My telling Kirk that I was going to go on this trip actually shocked him. I hadn’t told him about my prayer. I was hoping the Lord would provide another anesthesiologist. He didn’t, but I went with such a different attitude this time. I felt truly called to go. And the Lord was so gracious. I had surrendered time in San Antonio and time at my family reunion…and He had given those back to me. Instead of going with a sense of dread, I went with a sense of excitement. Having a short day that first day was another gift, allowing me to get some rest before continuing with some longer days. It was genuinely a fun week. Our team of ten was filled with loving, helpful, enthusiastic, faith-filled, fun, sacrificial servants. What a delight to serve with them.

I got a horrible cold and lost my voice to laryngitis at the end of the week. This is another lesson. There is nothing formulaic about faith. Sometimes you surrender a desire to the Lord and you get it back…and sometimes you don’t. Always there is a blessing to surrender and obedience, but it is not always easy or without difficulty. God’s grace was sufficient for me until my last procedure was done…and then I felt sick and exhausted. The lesson was not that He had left me, but that He had carried me as long as I needed to be carried. 

I keep reflecting on the fact that I lost my voice.
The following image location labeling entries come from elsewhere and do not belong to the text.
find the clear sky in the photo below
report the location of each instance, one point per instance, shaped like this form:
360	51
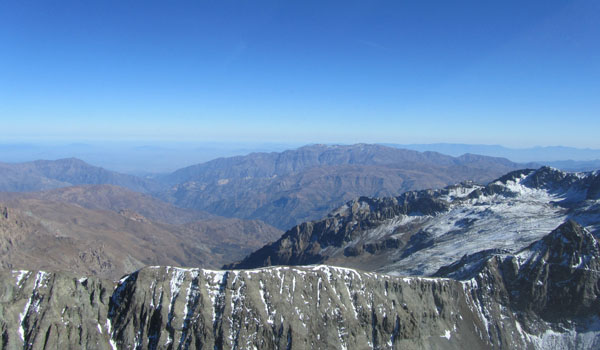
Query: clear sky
516	73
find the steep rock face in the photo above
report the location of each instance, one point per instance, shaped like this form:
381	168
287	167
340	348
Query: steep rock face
41	310
555	281
313	307
304	243
419	232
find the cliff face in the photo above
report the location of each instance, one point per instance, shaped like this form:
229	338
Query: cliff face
420	231
497	301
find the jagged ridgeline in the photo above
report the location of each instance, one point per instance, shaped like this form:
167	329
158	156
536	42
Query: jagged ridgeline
511	265
544	297
419	231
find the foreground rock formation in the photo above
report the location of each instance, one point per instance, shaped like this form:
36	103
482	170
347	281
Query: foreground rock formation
546	296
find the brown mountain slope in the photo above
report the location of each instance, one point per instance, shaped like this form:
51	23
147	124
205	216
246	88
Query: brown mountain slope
48	174
115	198
54	235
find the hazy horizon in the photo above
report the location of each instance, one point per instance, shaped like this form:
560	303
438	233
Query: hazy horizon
145	158
511	73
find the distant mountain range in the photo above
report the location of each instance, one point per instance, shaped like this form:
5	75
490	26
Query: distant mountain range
281	189
284	189
48	174
565	158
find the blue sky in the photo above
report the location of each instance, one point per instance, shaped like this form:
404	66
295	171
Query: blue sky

How utterly frustrating. The Lord has been using it as a reminder for those we go to serve. I’m sure they often feel as they have no voice. Who will speak for them, serve them, help them, love them, defend them, rescue them? “Then I heard the voice of the Lord, saying, ‘Whom shall I send, and who will go for Us?’ Then I said, ‘Here am I. Send me!’ (Isaiah 6:8)” What a privilege to be sent and what a joy to obey.